Mission trips offer us an important opportunity to serve and to work side by side and hand in hand with brothers and sisters of a different culture. We move beyond the shelter of resorts in order to be exposed to the harsher realities of the lands we visit. But these trips usually limit our experience to one particular place and consume our time with one particular task. Often they set us to work before giving us an opportunity to listen and to learn what the true needs of an area are and where we can most be helpful.
A Cultural Immersion Experience, in contrast, seeks to walk the middle road. It is an opportunity to visit a variety of places and to meet with and learn from local residents at each destination. In the process we become participants in the culture we are exploring, rather than onlookers or do-gooders.

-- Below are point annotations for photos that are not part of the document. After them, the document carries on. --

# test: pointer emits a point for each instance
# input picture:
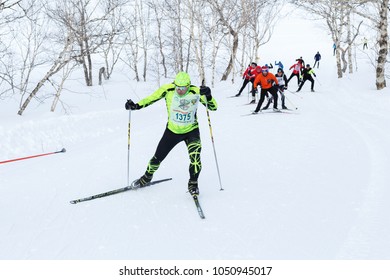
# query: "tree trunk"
(383, 46)
(232, 57)
(53, 70)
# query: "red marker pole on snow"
(40, 155)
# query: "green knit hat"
(182, 79)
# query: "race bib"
(183, 109)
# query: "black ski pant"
(292, 75)
(282, 97)
(304, 80)
(273, 91)
(246, 81)
(168, 141)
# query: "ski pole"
(317, 80)
(212, 141)
(215, 153)
(128, 149)
(295, 94)
(296, 108)
(40, 155)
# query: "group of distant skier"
(270, 84)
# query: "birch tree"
(380, 23)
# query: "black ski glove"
(130, 105)
(206, 91)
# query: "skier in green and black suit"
(182, 101)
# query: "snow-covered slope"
(308, 184)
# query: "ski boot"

We take the time to be fully present in our surroundings and to contemplate what meaning we might discover as each situation unfolds before us.
An integral Cultural Immersion Experience does just that, it immerses us completely. Our body is engaged through movement and sensory experiences of touch, taste, sight, sound, and smell.
Our brain is stimulated as we seek to understand the history and current climate of the places we visit so that we might put our experience in context, gain knowledge, and be able to draw comparisons with our own culture.
As we allow ourselves to be totally present in whatever situation we are experiencing, our spirit is free to develop insight and wisdom that connects with our personal, unique vision.
Our psychodynamic self grows as we learn to see life and living from a new perspective. A true immersive experience changes us, deepens our understanding and empathy, and shapes us in ways that nothing else can.
We learn to see the world through someone else’s eyes. And then we begin to see the lens through which we see the world ourselves.
We all have such a lens. Through it we see a world that makes sense to us, that matches our expectations of reality. Our lens is made up of our values and our basic assumptions. It includes our ideas about personhood, family, interpersonal relationships, sexuality, race, religion, economy, education, and so on. Those views become more powerful and rigid when they remain unnoticed and unnamed.
But when we are able to start seeing the lens itself, we can start to put our experiences and the experiences of others into their own unique context. We develop empathy, compassion and understanding. We move beyond tolerance to a kind of admiration and deep respect for others.
Whenever we enter unknown territory, we have the rare opportunity to see our own construction of reality in a way that the barriers come down and we realize that we are no different from the people with whom we are interacting. All that is different are the situations and conditions surrounding our lives.
We return changed. And with that change comes the responsibility to share our experience, to tell another people’s story, to become agents of peace and goodwill in a world that too often fails to celebrate the beauty and the value of diversity.
We all return from Cultural Immersion Experiences touched in different ways, moved by different experiences. But every one of us who is willing to open our eyes to new realities is changed. We see the lens of our own cultural upbringing and that allows us to recognize that it is time to break old patterns and redefine relationships.
Too often we Westerners have tried to “help” a people by telling them that what they need and then giving it to them, knowing all along that what they need most is to be like “us.” They don’t need to be like us. It’s time to engage in a different dialogue. Let’s start by asking what is needed of us. Then there is an even more important question for us to ask. We need to approach our brothers and sisters from other cultures and say with all humility: I’m on a journey in this life – will you walk with me – will you help me find my way?